The package first defines a generic interface for estimating probabilities out of input data. Each probability (defined by a ProbabilitiesEstimator
subtype) also defines an outcome space, and functions exist to compute the probabilities and their outcomes, as well as other convenience calculations like the size of the outcome space or the missing outcomes. There are already a plethora of probabilities estimators:
Estimator | Principle | Input data |
---|---|---|
CountOccurrences |
Count of unique elements | Any |
ValueHistogram |
Binning (histogram) |
Vector , StateSpaceSet
|
TransferOperator |
Binning (transfer operator) |
Vector , StateSpaceSet
|
NaiveKernel |
Kernel density estimation | StateSpaceSet |
SymbolicPermutation |
Ordinal patterns |
Vector , StateSpaceSet
|
SymbolicWeightedPermutation |
Ordinal patterns |
Vector , StateSpaceSet
|
SymbolicAmplitudeAwarePermutation |
Ordinal patterns |
Vector , StateSpaceSet
|
SpatialSymbolicPermutation |
Ordinal patterns in space | Array |
Dispersion |
Dispersion patterns | Vector |
SpatialDispersion |
Dispersion patterns in space | Array |
Diversity |
Cosine similarity | Vector |
WaveletOverlap |
Wavelet transform | Vector |
PowerSpectrum |
Fourier transform | Vector |
An intermediate representation to some probabilities estimators are the Encodings, that encode elements of input data into the positive integers. Encodings allow for a large amount of code reuse as well as more possible output measures from the same code.

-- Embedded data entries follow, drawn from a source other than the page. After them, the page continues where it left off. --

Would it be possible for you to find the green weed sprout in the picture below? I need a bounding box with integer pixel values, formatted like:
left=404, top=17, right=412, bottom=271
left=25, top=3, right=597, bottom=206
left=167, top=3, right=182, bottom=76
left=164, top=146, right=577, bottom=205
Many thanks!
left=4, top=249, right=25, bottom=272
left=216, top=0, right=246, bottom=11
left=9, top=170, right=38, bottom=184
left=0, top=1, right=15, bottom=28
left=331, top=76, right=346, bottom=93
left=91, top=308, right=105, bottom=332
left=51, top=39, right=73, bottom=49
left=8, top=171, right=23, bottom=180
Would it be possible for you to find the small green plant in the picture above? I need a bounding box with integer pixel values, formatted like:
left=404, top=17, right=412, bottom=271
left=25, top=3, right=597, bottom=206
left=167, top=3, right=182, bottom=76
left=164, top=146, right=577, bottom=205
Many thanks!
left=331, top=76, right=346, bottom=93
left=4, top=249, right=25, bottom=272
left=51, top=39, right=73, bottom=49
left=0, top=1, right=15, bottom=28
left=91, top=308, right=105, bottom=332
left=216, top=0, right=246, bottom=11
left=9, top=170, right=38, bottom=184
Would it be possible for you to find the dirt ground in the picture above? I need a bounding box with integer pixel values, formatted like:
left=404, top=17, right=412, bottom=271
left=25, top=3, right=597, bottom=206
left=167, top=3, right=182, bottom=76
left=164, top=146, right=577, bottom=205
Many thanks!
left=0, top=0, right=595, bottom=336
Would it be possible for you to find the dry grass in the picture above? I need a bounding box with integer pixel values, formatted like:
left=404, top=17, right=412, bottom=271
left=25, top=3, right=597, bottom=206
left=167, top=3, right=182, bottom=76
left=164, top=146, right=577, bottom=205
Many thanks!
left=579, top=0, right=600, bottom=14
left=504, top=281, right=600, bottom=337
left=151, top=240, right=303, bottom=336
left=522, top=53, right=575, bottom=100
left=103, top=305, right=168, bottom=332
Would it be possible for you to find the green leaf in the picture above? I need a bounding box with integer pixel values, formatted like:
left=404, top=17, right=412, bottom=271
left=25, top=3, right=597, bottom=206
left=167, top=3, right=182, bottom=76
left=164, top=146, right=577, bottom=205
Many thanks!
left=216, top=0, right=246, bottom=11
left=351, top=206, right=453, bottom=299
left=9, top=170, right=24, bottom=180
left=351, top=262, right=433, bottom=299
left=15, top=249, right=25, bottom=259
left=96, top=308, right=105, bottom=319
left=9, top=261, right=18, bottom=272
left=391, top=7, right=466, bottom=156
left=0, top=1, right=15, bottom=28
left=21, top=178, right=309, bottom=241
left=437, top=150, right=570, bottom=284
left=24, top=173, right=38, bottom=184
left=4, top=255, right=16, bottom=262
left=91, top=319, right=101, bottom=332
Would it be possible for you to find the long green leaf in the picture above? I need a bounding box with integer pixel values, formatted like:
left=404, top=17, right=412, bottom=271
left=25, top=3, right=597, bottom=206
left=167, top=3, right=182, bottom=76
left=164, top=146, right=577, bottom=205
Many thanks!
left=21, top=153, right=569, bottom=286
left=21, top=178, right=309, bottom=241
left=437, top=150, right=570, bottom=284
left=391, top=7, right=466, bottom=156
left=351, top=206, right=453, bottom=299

These probabilities can be used to compute an arbitrary number of entropies already defined in the library. The entropies themselves support an interface for different entropy estimators. It turns out, defining an entropy is one thing, but to estimate it there may be several ways. There are also a bunch of entropy definitions: Shannon, Renyi, Tsallis, Kaniadakis, Curado, StretchedExponential.
The package also has a generic interface for computing differential entropies instead of discrete ones.
On top of all that there is one more path: to compute “complexity measures”, quantities related to entropies but not entropies in the formal mathematical sense.
Content in numbers
- 78 ways of estimating discrete entropies of various kinds. 65 of these can be normalized. In total: 143 different quantifiers of discrete entropy.
- 11 ways of estimating differential Shannon entropy.
- 4 different complexity measure (e.g. sample entropy or approximate entropy).
If counting everything above, there are 158 different complexity measures available out of the box.
Interface design
Perhaps the biggest victory of this package, which has never been done by any other similar code base about computing entropy-related quantities, is its design.:
- New probabilities estimators can be added by extending a couple of simple functions (see dev docs).
- By extending these functions, one immediately gains access to a bunch of other functions for computing discrete entropies and complexity measures (e.g. missing dispersion patterns).
Closing remarks
There’s more functionality in progress, like the multiscale API, which will give access to multiscale variants of all the discrete measures, some of which have been explored in the literature, and most of them not!
We sincerely believe this package will accelerate scientific research that uses complexity measures to classify or analyze timeseries, and we welcome feature requests and pull requests on the GitHub repo!